Usai ADHI & PTPP, Siap-siap Erick Rombak Pengurus WSKT & WIKA

Market - tahir saleh, CNBC Indonesia
05 June 2020 07:24
Menteri BUMN Erick Thohir (CNBC Indonesia/ Cantika Adinda Putri)
Jakarta, CNBC Indonesia - Benar apa yang disampaikan Staf Khusus Menteri BUMN Arya Sinulingga bahwa Menteri BUMN Erick Thohir belum berhenti merombak jajaran direksi dan komisaris perusahaan BUMN. Kamis kemarin, dua BUMN konstruksi pelat merah dirombak jajaran direksi dan komisarisnya.

"Ada [pergantian direksi]. Ada beberapa sektor, tunggu saja, pasti ada," kata Arya dalam wawancara dengan CNBC Indonesia TV, Selasa (12/4/2020).

Kamis kemarin (4/6),
PT Adhi Karya Tbk (ADHI) menyelenggarakan Rapat Umum Pemegang Saham Tahunan (RUPST). Ada sembilan agenda yang dibahas dalam rapat tersebut, salah satunya antara lain adalah perombakan pengurus perseroan.


Dalam RUPST yang diselenggarakan di Kantor Pusat Adhi Karya, Pasar Minggu, Jakarta Selatan, perseroan merombak jajaran komisaris dan direksi.
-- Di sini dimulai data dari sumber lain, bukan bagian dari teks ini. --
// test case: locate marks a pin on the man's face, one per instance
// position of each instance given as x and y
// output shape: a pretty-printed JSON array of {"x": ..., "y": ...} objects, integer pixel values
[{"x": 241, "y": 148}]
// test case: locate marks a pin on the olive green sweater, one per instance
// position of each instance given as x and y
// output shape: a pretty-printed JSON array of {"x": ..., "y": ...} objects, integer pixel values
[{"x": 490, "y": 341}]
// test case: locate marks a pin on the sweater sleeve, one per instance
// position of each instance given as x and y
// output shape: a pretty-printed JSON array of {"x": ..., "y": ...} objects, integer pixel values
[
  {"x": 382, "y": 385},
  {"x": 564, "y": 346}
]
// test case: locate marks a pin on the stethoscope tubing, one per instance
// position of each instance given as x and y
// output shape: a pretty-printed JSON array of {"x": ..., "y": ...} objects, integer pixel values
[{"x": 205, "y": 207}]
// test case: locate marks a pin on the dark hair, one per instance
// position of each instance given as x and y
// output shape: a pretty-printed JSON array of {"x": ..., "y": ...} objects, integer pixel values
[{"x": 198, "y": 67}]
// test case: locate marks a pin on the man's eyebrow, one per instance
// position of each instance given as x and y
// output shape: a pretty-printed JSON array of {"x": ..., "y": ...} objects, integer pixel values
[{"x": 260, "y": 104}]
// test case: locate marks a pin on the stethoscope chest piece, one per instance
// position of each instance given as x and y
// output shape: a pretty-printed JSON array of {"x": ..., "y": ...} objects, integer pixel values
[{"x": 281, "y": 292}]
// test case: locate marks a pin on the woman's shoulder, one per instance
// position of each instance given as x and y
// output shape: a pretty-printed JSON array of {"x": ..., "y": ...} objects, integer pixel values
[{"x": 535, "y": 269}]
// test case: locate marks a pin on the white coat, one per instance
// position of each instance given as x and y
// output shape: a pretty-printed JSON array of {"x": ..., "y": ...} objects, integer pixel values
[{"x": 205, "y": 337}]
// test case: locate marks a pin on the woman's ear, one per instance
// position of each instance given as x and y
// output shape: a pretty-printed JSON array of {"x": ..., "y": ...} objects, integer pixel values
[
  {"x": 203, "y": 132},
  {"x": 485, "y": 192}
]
Beberapa nama yang diganti adalah Fajroel Rachman, yang sebelumnya menjabat Komisaris Utama ADHI, posisinya digantikan Dodi Usoho Hargo.

Tak hanya itu, ada beberapa nama baru yang masuk ke jajaran komisaris, salah satunya pengamat perpajakan Yustinus Prastowo.

Sedangkan pemegang saham Adhi Karya juga menyetujui perombakan direktur utama ADHI, yang sebelumnya dijabat Budi Harto digantikan oleh Entus Asnawi Mukhson. Entus sebelumnya menjabat sebagai Direktur Keuangan ADHI.


Selain merombak pengurus, emiten bersandi ADHI ini juga menyetujui penggunaan 10% dari laba bersih tahun buku 2019 sebesar Rp 663,8 miliar sebagai dividen tunai. Sedangkan, 90% atau senilai Rp 597,4 miliar ditetapkan sebagai saldo laba ditahan.

"Rp 66,4 miliar ditetapkan sebagai dividen tunai yang dibagikan kepada Pemegang Saham yang dibayarkan dengan ketentuan 51% saham atau senilai Rp33,8 miliar merupakan dividen bagian Negara Republik Indonesia yang akan disetorkan ke Kas Umum Negara," kata Corporate Secretary ADHI, Parwanto Noegroho, Kamis (4/6/2020).

Tidak hanya itu, pemegang saham ADHI juga menyetujui penerbitan penawaran umum berkelanjutan obligasi tahap III Tahun 2020 dengan nilai sebanyak-banyaknya Rp 5 triliun yang dilaksanakan secara bertahap.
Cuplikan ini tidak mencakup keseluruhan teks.